I've been reviewing the commit history for several CVE records and noticed that a significant number of recent updates appear to be non-substantive, exclusively updating the cve.metadata.lastModifiedDate field without any actual changes to the record's content (such as the description, references, CVSS data, etc.).

---

The Impact

• This large proportion of timestamp-only commits clogs the commit history.
• It makes it difficult for consumers and reviewers to quickly identify and track actual, meaningful updates to the CVE record. Reviewing the list for substantive changes requires diffing nearly every single commit.

---

Specific Example

The commit history for cves/2023/4xxx/CVE-2023-4255.json clearly illustrates this issue, showing many commits where only the timestamp changes: CVE-2023-4255 Commit History

---

Proposed Discussion/Suggestion

Is there a mechanism or policy that could be implemented to prevent timestamp-only updates from creating a new commit?

Possible approaches might include:

• Excluding the lastModifiedDate field from being considered a "change" that warrants a new commit, if no other field has been altered.
• Batching or coalescing these timestamp updates, or only updating the timestamp when other substantive data changes are made.

Any clarification on the automation or process that leads to these frequent, timestamp-only commits would be appreciated.

[M-nj]

If I remember cve-services correctly, that field is set by the cve-services system when a user does an update to the CNA container via https://cveawg.mitre.org/api-docs/#/CVE%20Record/cveUpdateSingle. Its possible the owning CNA has an automated tool that is pushing values that have the same CNA container values (or they are making changes and reverting before the delta gets picked up). For CVE-2023-4255, this is most likely what is happening as RedHat owns many CVEs.

I would personally recommend NOT changing how it works as it brings in additional factors and headaches that need to be included when checking the validity of this repo against the cve-services database.

[darakian]

I would personally recommend NOT changing how it works as it brings in additional factors and headaches that need to be included when checking the validity of this repo against the cve-services database.

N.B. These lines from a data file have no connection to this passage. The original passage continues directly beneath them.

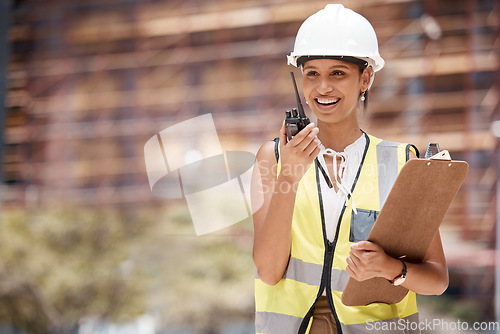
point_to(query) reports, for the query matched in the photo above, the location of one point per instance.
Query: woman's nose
(324, 87)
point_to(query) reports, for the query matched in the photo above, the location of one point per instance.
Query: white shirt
(333, 201)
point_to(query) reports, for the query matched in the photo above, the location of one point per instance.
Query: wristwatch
(398, 280)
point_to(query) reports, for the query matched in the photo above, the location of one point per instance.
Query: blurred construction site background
(85, 247)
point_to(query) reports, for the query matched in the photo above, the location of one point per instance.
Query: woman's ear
(366, 77)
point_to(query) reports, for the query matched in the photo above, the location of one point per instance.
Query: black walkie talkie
(295, 121)
(296, 118)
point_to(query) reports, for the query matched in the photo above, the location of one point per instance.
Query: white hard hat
(336, 31)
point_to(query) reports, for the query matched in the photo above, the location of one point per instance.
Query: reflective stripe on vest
(282, 308)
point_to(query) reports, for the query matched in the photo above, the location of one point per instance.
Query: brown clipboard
(408, 221)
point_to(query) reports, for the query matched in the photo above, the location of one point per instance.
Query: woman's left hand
(367, 260)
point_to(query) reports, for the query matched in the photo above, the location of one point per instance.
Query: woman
(310, 236)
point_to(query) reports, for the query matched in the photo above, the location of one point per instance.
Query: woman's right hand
(298, 154)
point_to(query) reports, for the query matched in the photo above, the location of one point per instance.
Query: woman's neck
(338, 136)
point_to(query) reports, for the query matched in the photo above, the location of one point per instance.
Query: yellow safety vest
(317, 264)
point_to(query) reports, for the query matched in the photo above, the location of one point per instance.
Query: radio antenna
(302, 114)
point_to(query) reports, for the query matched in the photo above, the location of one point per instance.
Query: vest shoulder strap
(276, 148)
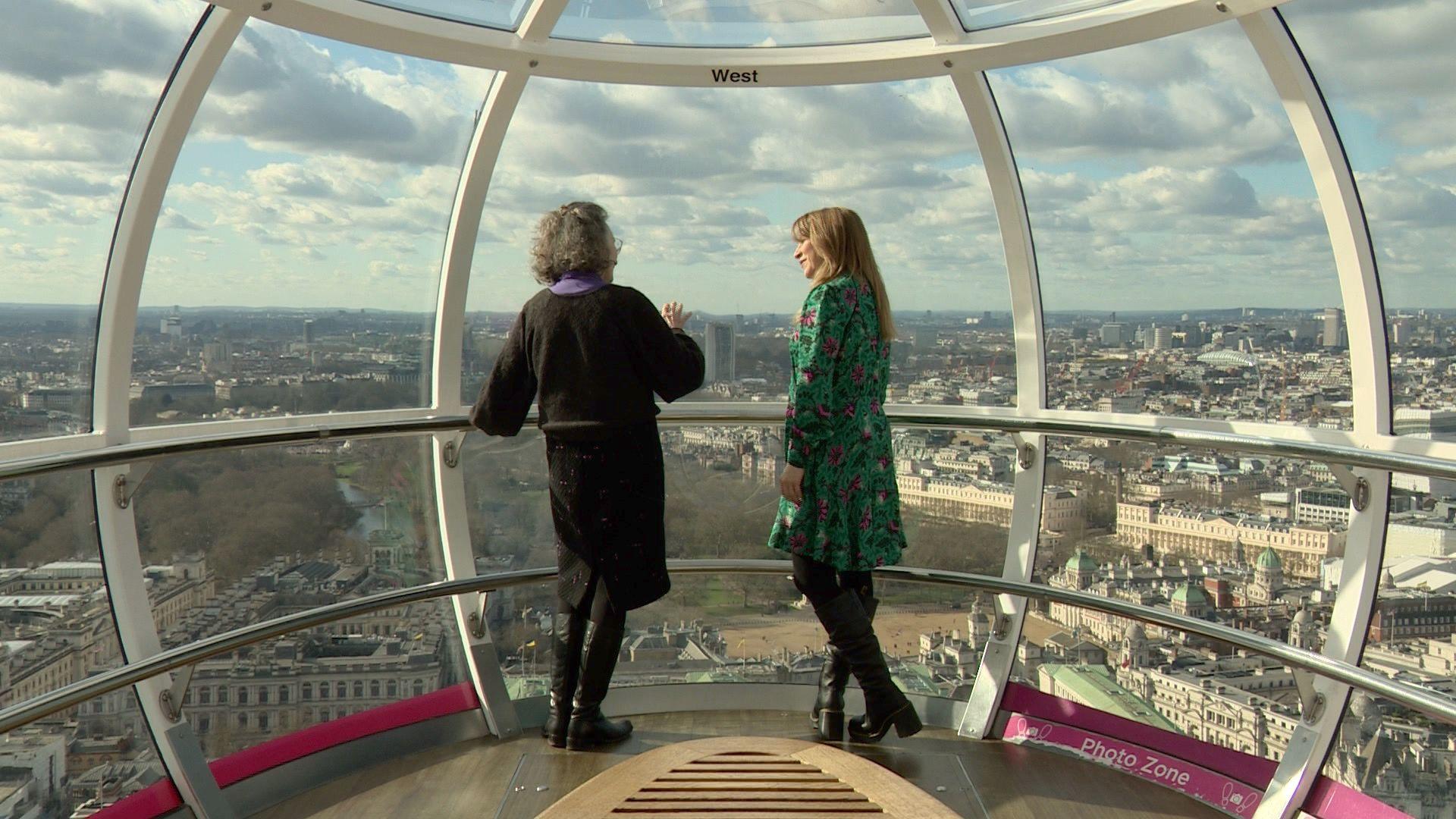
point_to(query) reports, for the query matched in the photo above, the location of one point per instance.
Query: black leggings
(821, 583)
(596, 604)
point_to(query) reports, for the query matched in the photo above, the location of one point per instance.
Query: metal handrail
(1416, 698)
(899, 416)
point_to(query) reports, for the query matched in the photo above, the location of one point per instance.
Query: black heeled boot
(588, 726)
(886, 706)
(568, 634)
(827, 714)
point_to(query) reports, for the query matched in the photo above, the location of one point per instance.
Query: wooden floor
(525, 776)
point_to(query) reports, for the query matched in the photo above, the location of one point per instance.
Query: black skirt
(606, 502)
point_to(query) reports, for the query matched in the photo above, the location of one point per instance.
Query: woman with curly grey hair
(592, 354)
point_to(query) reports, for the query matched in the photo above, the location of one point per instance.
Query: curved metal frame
(990, 419)
(1031, 391)
(1432, 704)
(1370, 384)
(117, 531)
(449, 41)
(455, 281)
(949, 50)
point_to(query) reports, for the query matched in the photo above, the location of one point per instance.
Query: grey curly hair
(574, 237)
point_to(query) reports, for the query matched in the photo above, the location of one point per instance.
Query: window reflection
(58, 632)
(243, 537)
(1242, 541)
(1185, 268)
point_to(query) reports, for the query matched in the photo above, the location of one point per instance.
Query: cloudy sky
(319, 174)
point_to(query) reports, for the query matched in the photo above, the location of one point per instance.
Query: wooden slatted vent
(747, 779)
(752, 784)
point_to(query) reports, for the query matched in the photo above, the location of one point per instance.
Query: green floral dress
(837, 431)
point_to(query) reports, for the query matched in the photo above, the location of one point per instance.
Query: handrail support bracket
(1025, 450)
(1310, 701)
(450, 450)
(126, 485)
(1357, 487)
(478, 617)
(171, 697)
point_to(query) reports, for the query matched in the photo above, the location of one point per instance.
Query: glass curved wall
(1382, 749)
(705, 218)
(296, 261)
(1379, 74)
(242, 537)
(737, 22)
(1185, 268)
(1212, 535)
(76, 105)
(992, 14)
(492, 14)
(58, 630)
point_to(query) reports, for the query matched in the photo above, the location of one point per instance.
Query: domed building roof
(1081, 561)
(1269, 558)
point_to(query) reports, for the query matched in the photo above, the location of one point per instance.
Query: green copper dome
(1269, 558)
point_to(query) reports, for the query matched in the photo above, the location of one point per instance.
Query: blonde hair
(842, 243)
(573, 237)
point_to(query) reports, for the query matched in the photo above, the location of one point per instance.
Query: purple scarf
(577, 283)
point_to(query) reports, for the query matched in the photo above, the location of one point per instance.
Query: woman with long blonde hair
(840, 510)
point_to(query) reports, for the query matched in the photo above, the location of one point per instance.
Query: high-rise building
(1158, 338)
(720, 353)
(1334, 327)
(1114, 334)
(1401, 331)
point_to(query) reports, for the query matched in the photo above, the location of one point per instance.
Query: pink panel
(312, 739)
(1332, 800)
(1200, 783)
(162, 796)
(1242, 767)
(156, 799)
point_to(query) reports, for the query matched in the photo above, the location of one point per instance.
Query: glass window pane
(990, 14)
(1185, 268)
(58, 632)
(1381, 74)
(705, 219)
(1411, 640)
(76, 104)
(730, 22)
(296, 262)
(237, 538)
(1219, 537)
(494, 14)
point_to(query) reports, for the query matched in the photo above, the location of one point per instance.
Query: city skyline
(321, 172)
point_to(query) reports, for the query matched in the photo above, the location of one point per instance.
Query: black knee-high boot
(849, 630)
(588, 727)
(829, 708)
(568, 634)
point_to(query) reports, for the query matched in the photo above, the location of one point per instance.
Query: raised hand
(674, 316)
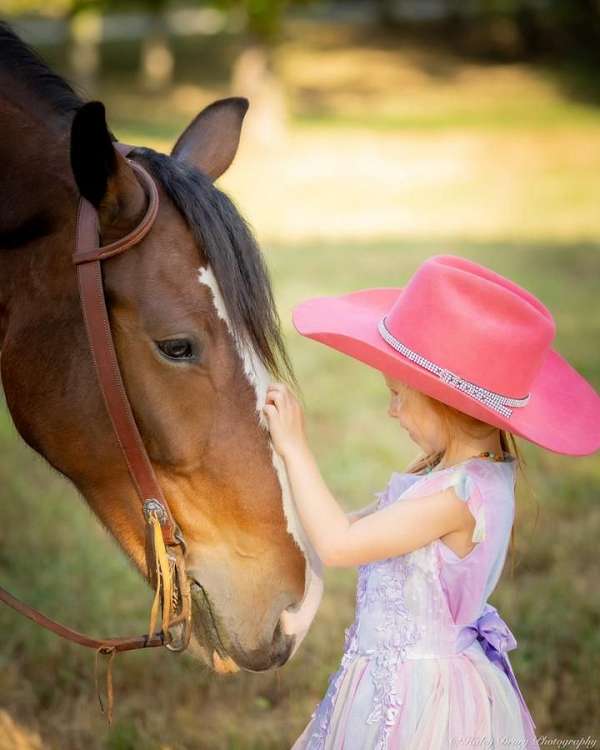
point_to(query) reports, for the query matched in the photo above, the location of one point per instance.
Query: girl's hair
(455, 422)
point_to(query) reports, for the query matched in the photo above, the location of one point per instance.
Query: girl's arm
(354, 515)
(394, 530)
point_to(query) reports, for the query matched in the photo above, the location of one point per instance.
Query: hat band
(494, 400)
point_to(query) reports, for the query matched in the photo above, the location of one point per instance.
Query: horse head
(197, 338)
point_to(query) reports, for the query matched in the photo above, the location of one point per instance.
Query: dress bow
(496, 639)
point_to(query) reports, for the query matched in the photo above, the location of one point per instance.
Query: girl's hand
(285, 417)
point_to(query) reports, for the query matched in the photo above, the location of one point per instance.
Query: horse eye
(176, 348)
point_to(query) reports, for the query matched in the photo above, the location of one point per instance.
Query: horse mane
(232, 253)
(24, 64)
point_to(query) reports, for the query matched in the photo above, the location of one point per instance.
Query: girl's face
(415, 415)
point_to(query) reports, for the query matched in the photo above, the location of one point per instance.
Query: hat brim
(563, 412)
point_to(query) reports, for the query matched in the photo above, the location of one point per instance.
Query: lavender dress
(425, 664)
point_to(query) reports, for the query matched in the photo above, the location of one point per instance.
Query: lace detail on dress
(381, 597)
(324, 709)
(398, 630)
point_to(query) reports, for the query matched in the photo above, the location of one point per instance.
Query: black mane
(232, 252)
(25, 65)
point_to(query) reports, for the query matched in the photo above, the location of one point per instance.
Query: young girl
(466, 356)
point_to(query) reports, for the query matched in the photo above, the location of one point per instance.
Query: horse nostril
(282, 645)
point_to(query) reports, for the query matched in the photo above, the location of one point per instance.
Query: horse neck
(37, 210)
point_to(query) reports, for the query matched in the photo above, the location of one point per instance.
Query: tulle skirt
(445, 703)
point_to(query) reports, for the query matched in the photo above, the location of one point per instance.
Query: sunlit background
(379, 133)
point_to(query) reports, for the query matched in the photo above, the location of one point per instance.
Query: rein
(164, 542)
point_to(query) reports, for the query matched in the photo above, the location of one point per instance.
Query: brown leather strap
(87, 256)
(120, 644)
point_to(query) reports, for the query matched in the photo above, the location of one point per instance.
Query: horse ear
(211, 140)
(102, 174)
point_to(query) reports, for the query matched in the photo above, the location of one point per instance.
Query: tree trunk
(157, 61)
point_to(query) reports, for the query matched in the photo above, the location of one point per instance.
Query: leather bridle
(165, 546)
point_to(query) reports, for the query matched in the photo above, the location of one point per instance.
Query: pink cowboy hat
(471, 338)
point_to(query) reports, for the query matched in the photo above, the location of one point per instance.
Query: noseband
(165, 546)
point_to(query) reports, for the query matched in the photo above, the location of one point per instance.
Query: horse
(197, 337)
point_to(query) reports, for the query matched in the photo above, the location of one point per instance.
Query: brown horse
(197, 338)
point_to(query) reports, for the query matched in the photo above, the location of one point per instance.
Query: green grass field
(55, 555)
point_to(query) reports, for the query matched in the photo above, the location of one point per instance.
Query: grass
(427, 154)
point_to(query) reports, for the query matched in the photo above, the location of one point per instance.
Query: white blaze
(295, 622)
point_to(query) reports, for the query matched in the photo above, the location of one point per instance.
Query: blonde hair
(454, 422)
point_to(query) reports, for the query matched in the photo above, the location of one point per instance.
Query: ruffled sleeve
(467, 489)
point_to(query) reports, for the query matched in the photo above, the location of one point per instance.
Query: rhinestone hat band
(489, 398)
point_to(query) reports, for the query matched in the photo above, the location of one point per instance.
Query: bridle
(164, 542)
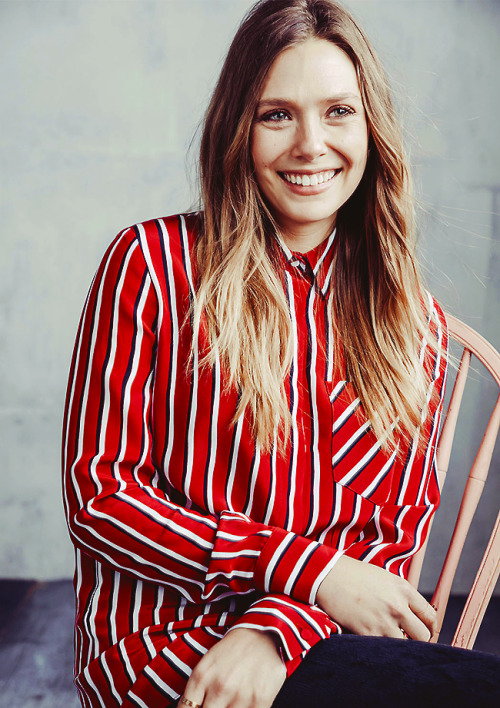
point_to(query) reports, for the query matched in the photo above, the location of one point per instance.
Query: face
(309, 139)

Can you say more on that? What headaches would need to be resolved?

[zmanion]

Adapted from a Slack thread:

Whenever the PUT /cve/{id}/cna endpoint is called, it will update the dateUpdated field, even if the submitted cnaContainer is the same as what's already in the Record.

Not sure how difficult it would be but I'm in favor of not touching dates if there are no actual updates. I didn't go read the API docs, would it be necessary to compare field-by-field? Are there cases where someone wants or uses the touch capability?